DIE ZEIT: Is that a call for self-effacement?

EDGAR REITZ: No, there is no alternative to the Ego-Ideal. Simple self-effacement would be just getting absorbed in a social mechanism. In the sixties and seventies there were such ideal-concepts of a politicised world youth, but now that seems ridiculous to us.

DIE ZEIT: So then Romanticism might be a source of the modern, of a modern life, which we could not escape from, etc.

EDGAR REITZ: Romanticism is the source of individualistic modernism, the dreams of love, of being an artist and also of growth and mobility, of this idea of being always at the beginning, and seeing life as a journey into unknown distances, artistic, or simply just personal. In Germany that is always deep in our hearts and today it is of course being commercialised.

DIE ZEIT: Is that an experience peculiar to a generation?

EDGAR REITZ: My generation and that of '68 is very strongly caught up in these questions. I am looking for a story-teller's answer to our idea of a life-image, to the question: What is left of all that I have wanted in my life? It is still legitimate to want to save something from one's dreams.

DIE ZEIT: How does that transfer to the post-'68 generation, in the film to Lulu's generation?

EDGAR REITZ: I can see that hubris is not so strongly marked in the next generation. Young people foster a much stronger relationship among one another, their interest in continuity takes priority. Just think of Lulu's loyalty to her dead partner, the father of her child.

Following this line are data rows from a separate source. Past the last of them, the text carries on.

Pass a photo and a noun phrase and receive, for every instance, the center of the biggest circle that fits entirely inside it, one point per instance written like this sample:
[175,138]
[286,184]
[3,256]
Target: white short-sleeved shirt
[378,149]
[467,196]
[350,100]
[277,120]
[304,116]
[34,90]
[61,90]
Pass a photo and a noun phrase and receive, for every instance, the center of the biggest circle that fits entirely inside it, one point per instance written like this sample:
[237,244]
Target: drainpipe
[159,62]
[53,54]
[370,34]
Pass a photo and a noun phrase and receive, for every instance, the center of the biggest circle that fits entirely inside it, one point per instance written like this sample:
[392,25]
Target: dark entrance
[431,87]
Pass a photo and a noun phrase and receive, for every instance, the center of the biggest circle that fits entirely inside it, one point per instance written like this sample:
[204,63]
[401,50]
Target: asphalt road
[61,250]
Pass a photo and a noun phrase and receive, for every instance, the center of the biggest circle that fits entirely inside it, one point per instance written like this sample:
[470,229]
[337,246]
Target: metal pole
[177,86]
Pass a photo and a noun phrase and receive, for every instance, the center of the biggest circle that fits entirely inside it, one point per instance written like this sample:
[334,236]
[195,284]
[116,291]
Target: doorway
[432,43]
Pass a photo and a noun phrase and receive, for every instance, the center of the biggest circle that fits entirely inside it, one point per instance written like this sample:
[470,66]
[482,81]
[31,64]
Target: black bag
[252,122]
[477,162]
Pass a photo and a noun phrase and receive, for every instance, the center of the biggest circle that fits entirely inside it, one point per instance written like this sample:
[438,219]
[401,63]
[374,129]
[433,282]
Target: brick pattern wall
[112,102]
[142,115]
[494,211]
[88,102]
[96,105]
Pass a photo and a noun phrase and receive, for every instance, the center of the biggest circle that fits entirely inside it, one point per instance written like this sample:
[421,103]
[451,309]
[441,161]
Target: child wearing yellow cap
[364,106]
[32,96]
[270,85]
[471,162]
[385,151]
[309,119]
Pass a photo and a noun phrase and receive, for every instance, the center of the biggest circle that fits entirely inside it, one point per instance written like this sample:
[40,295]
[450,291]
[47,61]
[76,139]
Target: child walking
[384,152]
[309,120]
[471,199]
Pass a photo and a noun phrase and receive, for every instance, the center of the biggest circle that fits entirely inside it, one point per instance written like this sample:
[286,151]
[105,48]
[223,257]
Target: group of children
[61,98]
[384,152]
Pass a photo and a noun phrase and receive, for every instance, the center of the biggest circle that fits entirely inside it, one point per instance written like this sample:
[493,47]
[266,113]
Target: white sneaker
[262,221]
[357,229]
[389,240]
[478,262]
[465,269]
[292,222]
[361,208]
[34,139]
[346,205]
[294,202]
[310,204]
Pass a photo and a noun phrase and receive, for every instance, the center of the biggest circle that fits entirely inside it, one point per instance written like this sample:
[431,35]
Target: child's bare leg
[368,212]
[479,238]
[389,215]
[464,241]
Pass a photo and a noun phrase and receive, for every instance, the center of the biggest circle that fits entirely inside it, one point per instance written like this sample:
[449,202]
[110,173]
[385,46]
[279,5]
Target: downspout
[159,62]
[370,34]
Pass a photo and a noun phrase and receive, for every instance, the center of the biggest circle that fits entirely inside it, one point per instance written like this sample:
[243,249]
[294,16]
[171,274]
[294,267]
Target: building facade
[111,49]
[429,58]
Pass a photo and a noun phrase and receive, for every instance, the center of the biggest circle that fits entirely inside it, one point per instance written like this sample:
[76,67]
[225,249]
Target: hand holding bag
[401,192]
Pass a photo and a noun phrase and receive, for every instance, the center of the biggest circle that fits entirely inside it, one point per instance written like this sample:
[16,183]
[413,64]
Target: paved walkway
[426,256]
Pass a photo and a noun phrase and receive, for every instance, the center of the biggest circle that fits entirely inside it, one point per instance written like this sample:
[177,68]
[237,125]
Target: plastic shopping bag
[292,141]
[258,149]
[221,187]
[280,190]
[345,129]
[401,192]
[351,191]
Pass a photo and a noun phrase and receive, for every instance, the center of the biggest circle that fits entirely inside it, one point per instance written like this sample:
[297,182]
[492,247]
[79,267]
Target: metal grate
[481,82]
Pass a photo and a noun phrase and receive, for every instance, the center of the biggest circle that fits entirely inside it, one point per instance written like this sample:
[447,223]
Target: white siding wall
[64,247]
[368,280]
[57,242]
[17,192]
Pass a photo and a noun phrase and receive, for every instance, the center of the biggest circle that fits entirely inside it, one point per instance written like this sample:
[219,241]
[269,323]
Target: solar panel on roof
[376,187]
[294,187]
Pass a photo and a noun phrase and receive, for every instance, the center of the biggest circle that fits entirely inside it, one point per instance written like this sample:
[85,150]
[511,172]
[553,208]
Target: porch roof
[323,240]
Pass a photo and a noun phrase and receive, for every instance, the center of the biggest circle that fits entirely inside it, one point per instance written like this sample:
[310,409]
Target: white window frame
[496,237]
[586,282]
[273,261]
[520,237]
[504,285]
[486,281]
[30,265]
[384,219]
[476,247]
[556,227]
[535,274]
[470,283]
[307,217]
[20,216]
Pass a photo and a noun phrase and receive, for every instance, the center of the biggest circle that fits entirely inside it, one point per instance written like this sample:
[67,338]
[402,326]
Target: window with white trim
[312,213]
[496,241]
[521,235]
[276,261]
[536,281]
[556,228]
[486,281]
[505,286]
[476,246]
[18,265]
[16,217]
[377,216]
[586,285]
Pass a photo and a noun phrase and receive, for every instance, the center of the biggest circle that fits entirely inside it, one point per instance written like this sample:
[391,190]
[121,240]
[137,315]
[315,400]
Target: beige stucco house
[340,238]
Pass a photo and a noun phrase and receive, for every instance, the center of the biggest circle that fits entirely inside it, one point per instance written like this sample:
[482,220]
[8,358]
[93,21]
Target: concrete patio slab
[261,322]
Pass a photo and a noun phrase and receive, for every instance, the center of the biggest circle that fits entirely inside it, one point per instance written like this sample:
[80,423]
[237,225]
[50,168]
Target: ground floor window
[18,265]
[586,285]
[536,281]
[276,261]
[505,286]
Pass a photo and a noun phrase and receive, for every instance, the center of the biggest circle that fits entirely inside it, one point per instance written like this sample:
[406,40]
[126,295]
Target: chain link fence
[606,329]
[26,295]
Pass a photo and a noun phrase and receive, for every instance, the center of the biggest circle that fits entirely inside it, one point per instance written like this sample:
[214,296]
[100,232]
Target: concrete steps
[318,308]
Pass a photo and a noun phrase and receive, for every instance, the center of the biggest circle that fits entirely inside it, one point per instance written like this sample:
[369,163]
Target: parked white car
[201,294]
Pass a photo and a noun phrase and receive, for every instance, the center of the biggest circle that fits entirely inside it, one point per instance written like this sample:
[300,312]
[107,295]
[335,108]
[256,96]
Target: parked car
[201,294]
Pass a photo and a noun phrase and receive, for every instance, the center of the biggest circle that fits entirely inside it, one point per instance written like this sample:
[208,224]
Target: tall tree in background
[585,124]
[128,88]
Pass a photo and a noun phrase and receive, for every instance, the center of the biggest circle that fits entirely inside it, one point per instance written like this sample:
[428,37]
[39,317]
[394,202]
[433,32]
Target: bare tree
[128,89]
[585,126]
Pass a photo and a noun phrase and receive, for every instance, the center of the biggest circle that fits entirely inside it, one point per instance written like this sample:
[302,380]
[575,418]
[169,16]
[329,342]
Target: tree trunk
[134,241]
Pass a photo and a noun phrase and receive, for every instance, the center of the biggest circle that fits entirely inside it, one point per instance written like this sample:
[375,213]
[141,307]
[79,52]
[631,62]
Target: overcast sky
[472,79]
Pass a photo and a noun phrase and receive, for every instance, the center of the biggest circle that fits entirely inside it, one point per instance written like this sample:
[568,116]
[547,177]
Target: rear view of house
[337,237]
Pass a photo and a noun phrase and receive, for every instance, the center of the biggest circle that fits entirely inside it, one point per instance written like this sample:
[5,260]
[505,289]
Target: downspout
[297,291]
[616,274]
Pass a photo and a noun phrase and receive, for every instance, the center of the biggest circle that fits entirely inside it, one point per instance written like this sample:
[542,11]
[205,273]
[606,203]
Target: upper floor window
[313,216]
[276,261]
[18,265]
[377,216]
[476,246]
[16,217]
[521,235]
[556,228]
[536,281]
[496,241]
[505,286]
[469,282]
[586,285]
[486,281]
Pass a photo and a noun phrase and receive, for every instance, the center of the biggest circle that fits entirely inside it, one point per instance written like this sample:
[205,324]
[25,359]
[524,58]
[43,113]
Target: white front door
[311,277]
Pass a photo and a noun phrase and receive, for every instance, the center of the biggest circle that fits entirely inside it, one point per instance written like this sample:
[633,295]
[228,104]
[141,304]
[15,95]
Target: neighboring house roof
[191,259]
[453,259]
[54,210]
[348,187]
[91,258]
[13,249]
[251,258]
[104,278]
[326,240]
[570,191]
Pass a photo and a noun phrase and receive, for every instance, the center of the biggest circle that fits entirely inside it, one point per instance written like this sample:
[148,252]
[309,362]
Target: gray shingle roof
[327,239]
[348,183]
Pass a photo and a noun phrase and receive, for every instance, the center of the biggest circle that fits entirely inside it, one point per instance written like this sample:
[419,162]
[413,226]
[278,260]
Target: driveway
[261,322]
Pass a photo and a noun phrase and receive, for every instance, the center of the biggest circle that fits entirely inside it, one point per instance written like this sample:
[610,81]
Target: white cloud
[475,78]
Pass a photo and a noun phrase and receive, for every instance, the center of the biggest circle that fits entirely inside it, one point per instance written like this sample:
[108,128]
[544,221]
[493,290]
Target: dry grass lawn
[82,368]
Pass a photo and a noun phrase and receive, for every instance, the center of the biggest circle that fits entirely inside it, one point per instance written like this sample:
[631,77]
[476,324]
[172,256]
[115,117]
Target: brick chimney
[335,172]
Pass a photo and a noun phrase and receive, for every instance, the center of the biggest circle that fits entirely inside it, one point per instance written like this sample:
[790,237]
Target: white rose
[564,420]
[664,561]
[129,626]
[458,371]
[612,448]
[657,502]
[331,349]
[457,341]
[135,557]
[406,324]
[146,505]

I find this loyalty admirable, for it expects no return. Lulu has her studies behind her, gets the chance to use her knowledge, and this chance is suddenly taken away from her. For Lulu's generation the question is: where that leaves skills and knowledge. Whether what one is proud of still keeps its value. Lulu finds out that all her skill has become a commodity, in the market she is suddenly no longer needed as an architect. This is another situation in which Hermann was a true "child of the German economic miracle". I am very worried about Lulu.

(The original German interview was conducted by Thomas E Schmidt).